Wladimir Majakowski, der Dichter der Revolution, reagierte stets scharfsinnig auf gesellschaftliche und politische Ereignisse. Immer wieder thematisierte er das Schicksal der Völker, darunter auch das der Armenier. Seine über Jahre entstandenen Gedichte spiegeln den Schmerz der Tragödie, den Glauben an die Zukunft und den für seine Dichtung charakteristischen rebellischen Geist wider. Majakowski sah die Armenier nicht nur als Volk, sondern als Symbol des Kampfes für Gerechtigkeit und ein neues Leben. Seine Verse sind ein Echo der damaligen Zeit und fangen Hoffnungen und Enttäuschungen gleichermaßen ein.
Armenien
Felsen ragen empor wie Titanenrücken, aus uraltem Staub, wo das Blut der Ahnen gefroren ist. Armenien, Stein und Sonne vereint, in dir wohnt die Erinnerung an die Welt, Zorn und Hoffnung. Weder die Jahre noch die Wut der Feinde werden deine unbeugsame Seele brechen, Armenien.
Erivan. Notizen
Erivan ist keine Stadt, sondern eine Granatenexplosion. Die Sonne zersplittert, die Menschen schwitzen. Der Markt summt wie ein Bienenstock, hier werden Träume, Brot, Schmerz und Wahrheit gehandelt. In den Augen spiegelt sich die Bergkulisse, in den Worten hallen Schlachten wider. Erivan, du bist Leben, in Strichen geschrieben.
Stimme aus Armenien
Hört ihr? Aus den Trümmern der Jahrhunderte ertönt eine Stimme, heiser, aber fest. Hier spricht Armenien zu euch, von Schmerz, von Glauben, vom Recht auf Leben. Übertönt sie nicht im Lärm der Autos, begrabt sie nicht im Staub des Vergessens.
Armenischer Marsch
Vorwärts, Söhne Armeniens! Unter dem Banner der Freiheit zu neuen Höhen! Lasst den Marsch eures Stolzes donnern, lasst die Erde unter den Füßen eurer Feinde erbeben. Ihr seid die Erben einer uralten Kultur, ihr seid die Schöpfer einer neuen Welt.
Steinspitze
In Armenien sind die Steine nicht nur stumm; sie erinnern sich, sie wissen, sie flüstern Legenden. Das filigrane Geflecht aus Stein, geformt von Wind und Zeit, bewahrt die Geschichte eines Volkes, seine Träume und sein Leid. Berühre sie, und du wirst die Stimme der Ewigkeit hören.
Brief aus Armenien (Auszug)
.Hier brennt die Sonne wie eine Peitsche aufs Gesicht. Hier ist jeder Stein ein Mahnmal des Schmerzes. Doch in diesen Augen, in diesen Gesichtern schlägt ein ungebrochener Wille. Sie bauen, sie säen, sie glauben an die Zukunft. Ihre Hände sind rau, aber stark.

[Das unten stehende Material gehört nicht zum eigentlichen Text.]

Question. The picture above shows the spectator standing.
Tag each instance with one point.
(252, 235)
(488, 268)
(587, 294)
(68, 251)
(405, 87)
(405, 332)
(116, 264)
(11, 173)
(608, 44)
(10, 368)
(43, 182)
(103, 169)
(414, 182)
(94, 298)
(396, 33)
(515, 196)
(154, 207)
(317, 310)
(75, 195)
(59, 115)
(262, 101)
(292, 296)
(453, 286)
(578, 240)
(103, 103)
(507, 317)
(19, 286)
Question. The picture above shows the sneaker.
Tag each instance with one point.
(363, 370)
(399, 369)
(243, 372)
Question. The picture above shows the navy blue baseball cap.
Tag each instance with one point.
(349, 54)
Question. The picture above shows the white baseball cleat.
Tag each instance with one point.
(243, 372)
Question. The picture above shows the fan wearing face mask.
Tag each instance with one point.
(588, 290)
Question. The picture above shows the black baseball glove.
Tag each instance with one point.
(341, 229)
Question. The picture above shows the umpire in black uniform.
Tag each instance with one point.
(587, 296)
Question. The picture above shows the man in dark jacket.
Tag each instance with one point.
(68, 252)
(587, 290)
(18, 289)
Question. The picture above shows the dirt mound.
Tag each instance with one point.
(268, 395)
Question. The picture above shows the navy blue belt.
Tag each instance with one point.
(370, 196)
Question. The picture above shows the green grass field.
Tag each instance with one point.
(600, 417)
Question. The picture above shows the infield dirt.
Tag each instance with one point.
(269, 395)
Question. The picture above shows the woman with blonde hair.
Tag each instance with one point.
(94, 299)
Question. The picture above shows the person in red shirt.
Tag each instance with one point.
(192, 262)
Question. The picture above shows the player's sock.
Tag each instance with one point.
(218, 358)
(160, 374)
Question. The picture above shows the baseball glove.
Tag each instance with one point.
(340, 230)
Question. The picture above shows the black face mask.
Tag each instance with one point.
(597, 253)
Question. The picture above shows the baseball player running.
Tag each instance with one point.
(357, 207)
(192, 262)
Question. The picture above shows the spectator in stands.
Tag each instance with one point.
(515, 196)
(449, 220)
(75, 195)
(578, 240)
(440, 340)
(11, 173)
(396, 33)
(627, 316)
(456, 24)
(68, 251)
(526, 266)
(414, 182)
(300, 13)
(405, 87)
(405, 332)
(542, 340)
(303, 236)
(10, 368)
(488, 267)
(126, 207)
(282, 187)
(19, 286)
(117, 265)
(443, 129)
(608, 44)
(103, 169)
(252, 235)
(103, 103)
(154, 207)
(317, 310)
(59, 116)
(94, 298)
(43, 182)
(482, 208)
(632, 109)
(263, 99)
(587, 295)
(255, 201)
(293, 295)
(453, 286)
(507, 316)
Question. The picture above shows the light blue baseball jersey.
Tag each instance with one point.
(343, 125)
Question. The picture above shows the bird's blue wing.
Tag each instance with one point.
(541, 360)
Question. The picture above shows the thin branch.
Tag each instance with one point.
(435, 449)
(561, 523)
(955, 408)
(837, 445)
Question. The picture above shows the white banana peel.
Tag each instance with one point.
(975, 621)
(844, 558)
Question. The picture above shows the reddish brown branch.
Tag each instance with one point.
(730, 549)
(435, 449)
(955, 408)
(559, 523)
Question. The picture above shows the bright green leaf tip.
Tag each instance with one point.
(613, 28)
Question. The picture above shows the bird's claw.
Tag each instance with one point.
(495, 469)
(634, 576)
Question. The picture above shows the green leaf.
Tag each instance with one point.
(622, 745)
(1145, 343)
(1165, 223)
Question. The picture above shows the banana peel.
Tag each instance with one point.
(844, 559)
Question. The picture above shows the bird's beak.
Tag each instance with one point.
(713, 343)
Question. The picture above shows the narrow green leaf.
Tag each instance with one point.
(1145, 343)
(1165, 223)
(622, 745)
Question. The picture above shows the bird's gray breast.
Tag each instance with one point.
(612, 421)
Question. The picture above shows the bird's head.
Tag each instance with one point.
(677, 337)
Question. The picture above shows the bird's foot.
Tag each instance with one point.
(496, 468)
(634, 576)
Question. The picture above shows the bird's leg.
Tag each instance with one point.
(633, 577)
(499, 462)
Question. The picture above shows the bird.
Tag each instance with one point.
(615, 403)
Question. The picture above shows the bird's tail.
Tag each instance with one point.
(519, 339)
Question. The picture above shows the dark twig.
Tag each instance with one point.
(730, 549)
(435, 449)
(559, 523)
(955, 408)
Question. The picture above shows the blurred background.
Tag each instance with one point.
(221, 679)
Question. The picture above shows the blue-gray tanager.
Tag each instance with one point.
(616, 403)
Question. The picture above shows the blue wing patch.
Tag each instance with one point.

Ihre Herzen sind verwundet, aber voller Liebe.
Armenien. Bericht
Fabriken, Schulen, Kindergärten – ein neues Armenien erhebt sich aus der Asche. Die Menschen arbeiten, lernen, träumen. Ein Funke Hoffnung leuchtet in ihren Augen. Dies ist nicht nur ein Land, es ist ein Symbol der Wiedergeburt.
Über Ararat
Ararat – zwei Köpfe, die gen Himmel streben. Zeuge der Geschichte, Hüter der Erinnerung. Über ihm hängen Wolken wie ein Leichentuch. Unter ihm liegt die Erde, getränkt in Blut. Doch Ararat steht unerschütterlich da, ein Symbol des Glaubens und der Hoffnung.
Armenisches Lied
Das Lied fließt wie ein Gebirgsbach, rein, klangvoll und voller Trauer. Es birgt den Schmerz des Verlustes, die Lebensfreude und den Glauben an die Zukunft. Dieses Lied ist die Seele eines Volkes, seine Geschichte, seine Hoffnung.
Echo des Völkermords
Die Nachwirkungen des Völkermords werden niemals verstummen. Der Schmerz in unseren Herzen wird niemals heilen. Erinnert euch! Erinnert euch an die Namen! Erinnert euch an die Tränen! Erinnert euch an das Blut! Damit dies niemals wieder geschieht.